Raise the child on the basis of love.

If so, what do you think the mother or father of the child would do in such a situation? If I shout...


If so, what do you think the mother or father of the child would do in such a situation? If I shout at the child, I will shout, If you are angry, Some of them may even become physically beaten. Usually, if the adult is correct, it is considered that they have the right to beat the child. As for the teacher, "If the child is not clever, just put it down."
So, the things that I don't want the child to do, Can spanking a child for behavior prevent it?
As parents of children, they get angry and hit their children when it is inappropriate, but often feel sad after hitting them. In addition to that, spanking a child causes fear in the child's mind, and psychologically tells the child, "The parent does not love the child." If you do something wrong, your parents will beat you. If you're an adult, you can beat the child." This can lead to trauma. In addition to that, the child's brain development will also be adversely affected by yelling at the child. And children may learn to lie because they are afraid of being spanked.
Try to be as patient as possible.
If that's the case, when you don't want to hurt your child, you have to be extra careful and try to control yourself. For that, you need to understand the child's attitude and behavior. There, when I became a parent myself, I was beaten in my childhood, Being yelled at hurts you, right? If that's the case, what about the police....the method of beating I thought that even if you raise it with love and not by yelling, the child will not listen to you.
The main thing is to know and feel from the heart of the child that you love the child very much. Then you love the child, When the child loves you, the child will also feel that he will not hurt the person he loves. In order for that mind to develop in the child, you just need to be able to give the child full love.
Show your deep love with your actions.
If you think about the child from the child's point of view, you will know how to raise the child based on love. In the child's mind, whether the parents love the child very much has nothing to do with physical fulfillment. You should do it without making the child cry. What you shouldn't do is to do everything according to the child's will.
I will show the child with a loving gesture, I will tell you that I love you every day, If the child does something wrong, instead of yelling at the child in anger, try to be patient with yourself first (taking a deep breath, drinking a glass of water, reciting the numbers, etc.) Giving time to the child Talking to children playing with children, read to the child, telling a story to a child, Listening like a child to what the child wants to say.
Keep in mind that children are inquisitive. The mistake they made is because they did it because they didn't know it was a mistake, so they will know if you tell them that it is a mistake. Enter and feel more from the child's place. Then the child will understand.

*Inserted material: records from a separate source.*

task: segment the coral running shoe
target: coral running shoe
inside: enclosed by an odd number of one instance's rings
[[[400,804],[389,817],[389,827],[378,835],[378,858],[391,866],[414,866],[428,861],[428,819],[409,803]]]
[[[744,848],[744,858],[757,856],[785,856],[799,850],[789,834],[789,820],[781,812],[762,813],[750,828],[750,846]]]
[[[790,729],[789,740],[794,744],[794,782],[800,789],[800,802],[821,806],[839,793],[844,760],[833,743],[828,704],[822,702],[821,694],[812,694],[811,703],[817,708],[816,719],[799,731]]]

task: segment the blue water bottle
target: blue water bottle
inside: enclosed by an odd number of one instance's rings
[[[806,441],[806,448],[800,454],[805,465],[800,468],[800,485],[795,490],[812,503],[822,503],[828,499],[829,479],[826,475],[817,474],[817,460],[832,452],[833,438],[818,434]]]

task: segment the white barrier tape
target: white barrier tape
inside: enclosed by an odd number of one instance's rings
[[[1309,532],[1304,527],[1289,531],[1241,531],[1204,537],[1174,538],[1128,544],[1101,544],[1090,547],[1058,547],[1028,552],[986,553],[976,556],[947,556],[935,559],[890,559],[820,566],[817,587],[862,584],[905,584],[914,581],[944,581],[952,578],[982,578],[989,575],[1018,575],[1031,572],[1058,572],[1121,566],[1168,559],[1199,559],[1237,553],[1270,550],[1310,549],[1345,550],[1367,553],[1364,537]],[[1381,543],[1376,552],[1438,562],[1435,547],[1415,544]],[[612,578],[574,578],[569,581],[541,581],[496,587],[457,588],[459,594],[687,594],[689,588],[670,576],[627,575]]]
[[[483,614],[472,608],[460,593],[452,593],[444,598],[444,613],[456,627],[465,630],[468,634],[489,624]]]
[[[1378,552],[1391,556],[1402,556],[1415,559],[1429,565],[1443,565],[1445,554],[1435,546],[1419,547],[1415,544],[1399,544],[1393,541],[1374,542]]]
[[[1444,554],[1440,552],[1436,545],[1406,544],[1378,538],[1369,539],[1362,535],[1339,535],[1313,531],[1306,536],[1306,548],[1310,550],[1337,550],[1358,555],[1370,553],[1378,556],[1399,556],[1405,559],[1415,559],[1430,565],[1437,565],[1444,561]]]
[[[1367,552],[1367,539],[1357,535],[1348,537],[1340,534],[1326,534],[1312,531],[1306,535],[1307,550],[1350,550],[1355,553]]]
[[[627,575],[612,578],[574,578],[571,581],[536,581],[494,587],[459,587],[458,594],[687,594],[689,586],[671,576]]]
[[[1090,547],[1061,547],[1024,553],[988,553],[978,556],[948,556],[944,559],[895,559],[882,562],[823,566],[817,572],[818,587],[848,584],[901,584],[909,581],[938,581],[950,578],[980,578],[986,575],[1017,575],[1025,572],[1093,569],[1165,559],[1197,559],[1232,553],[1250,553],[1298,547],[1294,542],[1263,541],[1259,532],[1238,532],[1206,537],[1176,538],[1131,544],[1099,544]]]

Imagine your childhood in the place of a child who is afraid of being spanked. If you were in the place of the child who was bitten.... please think about it. Instead of being spanked 7, hug the child who is afraid of being spanked 7. Give a hug to a child who is afraid of making a mistake. Then make sure the child understands the reason why you shouldn't do it. Ask if you don't understand. If you understand, tell me you shouldn't do it again. If I make the same mistake again with my son, I will be angry, I can become angry, At that time, let the parents know that there are things that can happen. When he was beaten, his skin hurt and he felt sad. That's why you should explain what should not be done by choosing words that will be understood according to the child's age.
Give effective punishment when the child makes mistakes.
If the son and the child made the same mistake for nothing, ask him if he remembers the command that he should not do it. As I said, I have to pay the punishment. Explain that you are not punishing your child for disliking him, and make it memorable, such as punishing him with something he really likes. , When punishing, the child's skin does not hurt. It is also beneficial for the child without trauma. Parents need to learn to choose the way the child will be raised in the future. For example. The child will not eat the chocolate that he likes so much for exactly one week. such as closing the access to play games once a week; I will not buy the toy that I have to buy for the child. If the child's attitude is 7 things that will be memorized for him, when he remembers it and does it in a really disciplined way, he will think about it himself the next time. Parents themselves should not be punished and disobeyed. If that is the case, the child will not respect the punishment. If you get into the mindset of "what I do is punishable but I don't really do it," you will continue to make the same mistakes. You won't be in control either. That's why I believe what I have already said. If you make a promise, keep it. If you say you will punish, really punish. Praise the child if he listens. 7 If you say you'll give a gift, it doesn't matter if it's not worth it. Really give it. Then we will understand and follow the reward and punishment system. You don't have to hold a single stick and it will be under your control.
One thing is that you should do the behaviors mentioned above to show your love to your child every day. As for punishment, the parent needs to explain to the child that it is punishment so that they know that they should not do what they shouldn't have done because of their mistake. If that is the case, the child will understand from the heart that the parent truly loves the child.